Nachdem das Projekt aus dem Eisfach geholt wurde, kehre ich in den vollen Bearbeitungsmodus zurück. Zu diesem Zeitpunkt bin ich ziemlich grausam zu meiner Arbeit. Ich nehme alles heraus, was nicht dazugehört. Ich feile an jedem Satz. Ich lasse “überflüssige Wörter weg”, wie es in den Elements of Style heißt. Ich entferne Klischees. Für diesen Teil des Prozesses setze ich mich gerne an einen Computer. Ich bin gerne bereit, alles zu entfernen, was für die Arbeit nicht relevant ist.
Stellen Sie Ihr Schriftstück einem objektiven Leser vor
Sobald Sie einen ersten Entwurf erstellt haben, haben Sie Ihre Objektivität verloren, weshalb Sie sich um unvoreingenommenes Feedback bemühen sollten, am besten von einem professionellen Lektor. Wenn Sie keinen kennen, fragen Sie einen befreundeten Schriftsteller oder nutzen Sie freiberufliche Websites wie Upwork.com.

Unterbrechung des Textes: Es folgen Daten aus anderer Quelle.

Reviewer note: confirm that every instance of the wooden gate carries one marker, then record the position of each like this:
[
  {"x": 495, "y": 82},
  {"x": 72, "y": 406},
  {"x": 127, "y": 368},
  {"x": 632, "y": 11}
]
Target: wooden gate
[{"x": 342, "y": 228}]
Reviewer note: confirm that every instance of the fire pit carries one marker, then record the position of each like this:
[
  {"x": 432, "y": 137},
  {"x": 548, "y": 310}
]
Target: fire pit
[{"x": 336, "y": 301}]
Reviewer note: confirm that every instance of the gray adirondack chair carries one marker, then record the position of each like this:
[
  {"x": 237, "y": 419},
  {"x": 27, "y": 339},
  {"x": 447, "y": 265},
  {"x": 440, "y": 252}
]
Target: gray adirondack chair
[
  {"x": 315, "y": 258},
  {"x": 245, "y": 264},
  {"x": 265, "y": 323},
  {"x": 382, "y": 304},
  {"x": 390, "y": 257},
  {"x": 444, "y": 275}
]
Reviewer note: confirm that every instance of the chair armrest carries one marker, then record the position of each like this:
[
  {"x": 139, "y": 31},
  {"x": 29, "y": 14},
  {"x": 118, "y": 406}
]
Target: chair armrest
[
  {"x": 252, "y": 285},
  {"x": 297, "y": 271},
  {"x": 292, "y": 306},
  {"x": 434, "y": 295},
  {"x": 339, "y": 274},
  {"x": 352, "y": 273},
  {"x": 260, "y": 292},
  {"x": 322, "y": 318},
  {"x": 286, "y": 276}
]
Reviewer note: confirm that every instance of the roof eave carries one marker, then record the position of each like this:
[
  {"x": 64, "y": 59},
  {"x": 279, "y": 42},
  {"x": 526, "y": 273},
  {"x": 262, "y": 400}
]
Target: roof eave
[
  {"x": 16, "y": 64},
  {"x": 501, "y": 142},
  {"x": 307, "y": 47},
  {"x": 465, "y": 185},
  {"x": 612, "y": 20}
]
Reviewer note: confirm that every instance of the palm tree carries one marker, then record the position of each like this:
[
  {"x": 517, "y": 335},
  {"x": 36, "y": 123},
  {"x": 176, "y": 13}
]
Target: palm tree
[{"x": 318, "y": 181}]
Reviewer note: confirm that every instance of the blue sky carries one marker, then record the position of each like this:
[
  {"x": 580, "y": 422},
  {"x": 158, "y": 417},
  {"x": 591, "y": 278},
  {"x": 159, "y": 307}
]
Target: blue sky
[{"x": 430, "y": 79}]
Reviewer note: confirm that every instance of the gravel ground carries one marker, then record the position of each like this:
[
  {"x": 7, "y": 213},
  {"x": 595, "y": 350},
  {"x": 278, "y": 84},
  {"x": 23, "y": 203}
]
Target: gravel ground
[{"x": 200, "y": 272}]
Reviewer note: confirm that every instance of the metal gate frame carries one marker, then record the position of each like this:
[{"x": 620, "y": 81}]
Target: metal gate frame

Ein guter Lektor wird Ihnen helfen, Fakten zu überprüfen und Ihre Sätze zu straffen, aber er kann Ihnen auch helfen, Ihre Gedanken zu klären und Sie auffordern, an geeigneten Stellen zu erweitern oder zu streichen. Sie können helfen, indem sie auf Lücken in Ihrer Geschichte hinweisen, Fehler in Ihrer Logik aufdecken, die Geschichte verfeinern oder in manchen Fällen herausfinden, worum es wirklich geht.
Ein guter Redakteur ist auch ein Coach. Sie spornen dich an, deine beste Arbeit zu leisten. Sie sorgen dafür, dass man immer wieder auf eine Geschichte oder einen Satz zurückkommt, um ihn zu verbessern. Sie können vorschlagen, den Blickwinkel zu wechseln, eine andere Quelle zu befragen oder Tausende von Wörtern wegzulassen und den Text zu 75 Prozent in der Geschichte zu beginnen. Suchen Sie sich einen Redakteur, der Sie nachdrücklich, aber dennoch freundlich dazu ermutigt, es noch einmal zu versuchen.
Die Fähigkeit entwickeln, Ungewissheit zu ertragen
Nach der Visualisierungsübung auf der Klausurtagung meines Unternehmens tauschten wir alle unsere persönlichen und beruflichen Ziele mit unseren Kollegen aus. Eine Projektleiterin sagte, sie wolle lernen, Mehrdeutigkeit besser zu tolerieren.
Um zu kreativen Lösungen zu gelangen, braucht es Disziplin, harte Arbeit, Recherche, Feedback und Iteration, aber auch das, was der Dichter John Keats als “negative Fähigkeit” bezeichnete: die Fähigkeit, Ungewissheit beim Recherchieren und Schreiben zu akzeptieren, ja sogar zu umarmen.
Sie müssen das Vertrauen entwickeln, dass Sie, auch wenn Sie nicht wissen, wohin ein Schreibprojekt führt, immer ans Ziel kommen werden, und sei es nur durch bloßen Willen und Vorstellungskraft.